The hysterical handwringing about judicial reform – which intelligent observers know will yet be moderated and slowed by the process of negotiating this through the Knesset – only feeds the anti-Israel monster that exists out there in the world, saps Israeli and Jewish self-confidence, and worst of all – creates self-fulfilling prophesies about Israel's economic isolation.
A good, or shall I say bad, example of the extreme Left scare campaign now underway is the gargantuan attention devoted by the Israeli media last week to Tom Livne, CEO of the Israeli unicorn firm Verbit. Livne announced to great fanfare (an announcement that was pumped and promoted by Channel 12 News as if the Messiah had arrived) that he was leaving Israel and stopping to pay taxes because of the judicial reform plans of Netanyahu and Justice Minister Yariv Levin.

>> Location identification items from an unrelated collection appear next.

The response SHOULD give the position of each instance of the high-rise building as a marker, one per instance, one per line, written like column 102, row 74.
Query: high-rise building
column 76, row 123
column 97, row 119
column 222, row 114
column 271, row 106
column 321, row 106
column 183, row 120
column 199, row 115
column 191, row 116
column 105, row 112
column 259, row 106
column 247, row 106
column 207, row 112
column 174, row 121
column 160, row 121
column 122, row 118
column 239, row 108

Livne also urged other executives to follow his lead. He said that he already has begun to withhold and withdraw investments in the Israeli economy.
Except that Tom Livne is a known hard-Left activist who was talking about leaving Israel long before Yariv Levin became justice minister. And long before Levin, Livne had begun moving Verbit out of Israel.
So, excuse me for great cynicism about Tom Livne's re-birth as the bon-ton "brave" businessman of the day, as a defender of Israeli democracy against the right-wing hordes that supposedly would dismantle Israel's judiciary and democracy. It is the same trick that Barak, Olmert, and Livni once tried: Scare-off Israelis from reasonable right-wing policies by exaggerating their dangers.